The-Risks-of-Short-Term-Outsourcing

Think Long-Term When Outsourcing: The Risks of Short-Term Outsourcing

Many companies have learned to rely on outsourcing as their solution to the rising production and operational costs. Aside from financial savings, outsourcing can also give you the advantage of tapping technical resources and skills for specific projects and areas in the business that your workforce lacks.

Other benefits that you can acquire from outsourcing is rising to your market’s current demands and turning an unproductive department into a profitable one.

Dangers of Short-Term Outsourcing

However, there are many other things to consider when you outsource tasks to a service provider such as thinking beyond the immediate solutions, which the arrangement can provide.

First of all, transferring business-related operations from one outsourcing provider to another is a complicated process. There will be disruptions to your daily activities that may cost your company more time and money than you’re willing to let go.

As social consultancy expert, Phil Bishop, wrote, withdrawing from a short-term outsourcing partnership will require you to “gather, distill, and analyze operational, volumetric, legal, HR, and commercial data” crucial to your business.

Essentially, that’s a lot of work to take on and you need to do it quickly—only for a particular period.
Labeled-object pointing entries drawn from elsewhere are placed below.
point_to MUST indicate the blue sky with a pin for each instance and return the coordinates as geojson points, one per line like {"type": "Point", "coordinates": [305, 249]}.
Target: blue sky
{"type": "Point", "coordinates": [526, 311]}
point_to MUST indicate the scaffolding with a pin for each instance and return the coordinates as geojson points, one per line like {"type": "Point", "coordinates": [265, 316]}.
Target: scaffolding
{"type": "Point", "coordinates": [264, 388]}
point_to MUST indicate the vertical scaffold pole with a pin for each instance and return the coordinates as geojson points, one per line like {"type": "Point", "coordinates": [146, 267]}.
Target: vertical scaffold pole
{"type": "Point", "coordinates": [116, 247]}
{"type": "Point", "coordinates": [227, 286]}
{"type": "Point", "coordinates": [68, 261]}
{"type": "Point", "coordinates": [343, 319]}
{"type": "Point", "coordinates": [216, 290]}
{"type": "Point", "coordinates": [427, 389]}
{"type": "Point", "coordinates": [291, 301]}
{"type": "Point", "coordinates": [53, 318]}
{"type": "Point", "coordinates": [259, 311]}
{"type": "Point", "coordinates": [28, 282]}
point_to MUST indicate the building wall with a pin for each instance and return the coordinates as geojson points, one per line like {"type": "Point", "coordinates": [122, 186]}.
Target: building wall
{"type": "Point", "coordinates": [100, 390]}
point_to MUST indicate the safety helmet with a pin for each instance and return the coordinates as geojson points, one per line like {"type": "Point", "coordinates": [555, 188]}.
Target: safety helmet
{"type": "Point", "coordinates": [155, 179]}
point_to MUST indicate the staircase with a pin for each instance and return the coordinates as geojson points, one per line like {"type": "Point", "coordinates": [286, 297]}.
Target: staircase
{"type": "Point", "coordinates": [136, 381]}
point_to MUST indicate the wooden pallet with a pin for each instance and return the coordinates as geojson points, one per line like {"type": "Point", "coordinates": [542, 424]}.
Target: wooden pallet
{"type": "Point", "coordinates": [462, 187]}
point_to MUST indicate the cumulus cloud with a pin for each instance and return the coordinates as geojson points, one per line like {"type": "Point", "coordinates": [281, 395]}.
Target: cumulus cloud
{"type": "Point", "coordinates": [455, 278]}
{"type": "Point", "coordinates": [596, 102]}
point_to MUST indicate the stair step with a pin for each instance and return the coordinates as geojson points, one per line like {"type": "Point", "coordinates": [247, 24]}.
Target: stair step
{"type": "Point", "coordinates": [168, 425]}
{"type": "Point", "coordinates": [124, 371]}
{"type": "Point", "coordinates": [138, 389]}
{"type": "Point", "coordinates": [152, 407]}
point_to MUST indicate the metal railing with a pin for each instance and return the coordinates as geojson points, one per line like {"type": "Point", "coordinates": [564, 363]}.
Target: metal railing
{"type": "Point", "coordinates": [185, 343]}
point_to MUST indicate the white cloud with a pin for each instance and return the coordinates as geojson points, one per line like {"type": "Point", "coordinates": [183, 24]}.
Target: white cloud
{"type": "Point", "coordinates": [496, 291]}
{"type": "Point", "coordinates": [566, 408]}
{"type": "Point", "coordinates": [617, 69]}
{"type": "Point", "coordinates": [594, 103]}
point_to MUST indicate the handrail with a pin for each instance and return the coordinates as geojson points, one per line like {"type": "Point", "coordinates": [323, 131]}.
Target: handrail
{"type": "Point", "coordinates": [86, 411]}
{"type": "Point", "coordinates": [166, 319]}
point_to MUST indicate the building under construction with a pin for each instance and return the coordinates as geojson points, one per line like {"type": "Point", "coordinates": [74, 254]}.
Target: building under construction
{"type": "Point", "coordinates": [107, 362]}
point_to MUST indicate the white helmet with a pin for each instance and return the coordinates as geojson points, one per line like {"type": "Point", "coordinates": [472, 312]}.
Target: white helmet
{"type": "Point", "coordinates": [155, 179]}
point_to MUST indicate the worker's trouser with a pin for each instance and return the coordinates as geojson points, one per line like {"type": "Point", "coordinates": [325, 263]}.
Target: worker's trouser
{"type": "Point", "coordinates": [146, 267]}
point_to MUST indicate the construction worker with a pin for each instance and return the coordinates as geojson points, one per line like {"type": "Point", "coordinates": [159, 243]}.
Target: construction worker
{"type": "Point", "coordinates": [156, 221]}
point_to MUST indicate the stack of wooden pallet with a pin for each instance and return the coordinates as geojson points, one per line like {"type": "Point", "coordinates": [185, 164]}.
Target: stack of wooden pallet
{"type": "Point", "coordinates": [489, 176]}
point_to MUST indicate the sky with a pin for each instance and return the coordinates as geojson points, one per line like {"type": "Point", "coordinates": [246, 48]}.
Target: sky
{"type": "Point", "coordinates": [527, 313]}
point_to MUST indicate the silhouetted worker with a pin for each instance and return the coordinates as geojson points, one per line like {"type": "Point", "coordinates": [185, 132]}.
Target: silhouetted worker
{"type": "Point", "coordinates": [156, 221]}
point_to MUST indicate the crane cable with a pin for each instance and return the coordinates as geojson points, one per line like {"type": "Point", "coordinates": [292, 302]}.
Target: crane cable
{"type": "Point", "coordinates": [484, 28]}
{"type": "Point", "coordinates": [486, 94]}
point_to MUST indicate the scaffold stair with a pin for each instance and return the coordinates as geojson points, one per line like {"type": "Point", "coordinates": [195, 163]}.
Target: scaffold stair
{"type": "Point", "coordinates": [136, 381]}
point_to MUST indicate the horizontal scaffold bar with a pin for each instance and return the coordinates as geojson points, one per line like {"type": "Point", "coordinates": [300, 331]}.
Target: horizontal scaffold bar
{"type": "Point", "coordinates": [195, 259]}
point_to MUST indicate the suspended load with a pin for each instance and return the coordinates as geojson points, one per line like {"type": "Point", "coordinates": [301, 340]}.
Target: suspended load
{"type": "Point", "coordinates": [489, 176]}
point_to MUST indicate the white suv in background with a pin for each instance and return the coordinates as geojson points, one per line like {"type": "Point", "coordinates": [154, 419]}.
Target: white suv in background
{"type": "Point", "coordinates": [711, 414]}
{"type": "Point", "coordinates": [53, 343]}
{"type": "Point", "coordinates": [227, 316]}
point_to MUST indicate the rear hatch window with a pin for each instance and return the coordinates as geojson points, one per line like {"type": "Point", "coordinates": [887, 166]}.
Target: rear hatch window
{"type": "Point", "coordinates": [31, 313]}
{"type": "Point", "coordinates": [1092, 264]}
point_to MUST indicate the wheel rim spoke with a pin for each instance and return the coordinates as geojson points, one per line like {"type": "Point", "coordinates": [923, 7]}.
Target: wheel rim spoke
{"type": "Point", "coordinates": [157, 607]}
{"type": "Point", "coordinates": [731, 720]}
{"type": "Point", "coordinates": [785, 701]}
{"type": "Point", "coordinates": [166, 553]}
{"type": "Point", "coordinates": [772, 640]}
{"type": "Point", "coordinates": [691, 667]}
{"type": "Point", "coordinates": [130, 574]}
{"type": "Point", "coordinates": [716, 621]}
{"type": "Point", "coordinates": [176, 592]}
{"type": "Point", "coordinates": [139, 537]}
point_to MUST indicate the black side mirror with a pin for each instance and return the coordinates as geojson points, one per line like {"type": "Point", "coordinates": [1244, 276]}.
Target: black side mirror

It’s a struggle for several companies, and after trying to manage the transfer unsuccessfully, some end up signing another short-term deal with an incompetent team that offers substandard quality in outsourcing services at lowered costs. This decision will cause your business to suffer losses that may scale down to your investors, clients, and suppliers altogether.

Why Long-Term Outsourcing?

The negotiations and preparations involved in short-term outsourcing are just as tedious with a long-term agreement.

There are benefits to outsourcing that you can’t draw from outsourcing companies you have short arrangements with, such as regular upgrading of used technology and consistently updating of the standards in security in service.

Outsourcing providers may agree to provisions beyond the usual list of services they provide if you fall under their lower value RFPs. The deal won’t be able to provide their business enough time and funds to create and develop customized solutions to fit your needs.

On the other hand, long-term outsourcing arrangements will give your provider more opportunities to learn more about your brand and provide you a service that is specifically tailored for your business.

This puts your provider on the same page with you in terms of your vision and strategies for the company—ultimately enabling you to work together and come up with collaborative solutions and strategies for your business.

You get more than just quality service, as your working relationship can potentially grow into a more stable and reliable partnership where both parties can profit.

So, while short-term outsourcing is available and may provide you quick fixes and immediate resolutions, you have to see outsourcing as a business partnership that can last beyond a decade. Quick fixes, after all, are incapable of producing long-term rewards.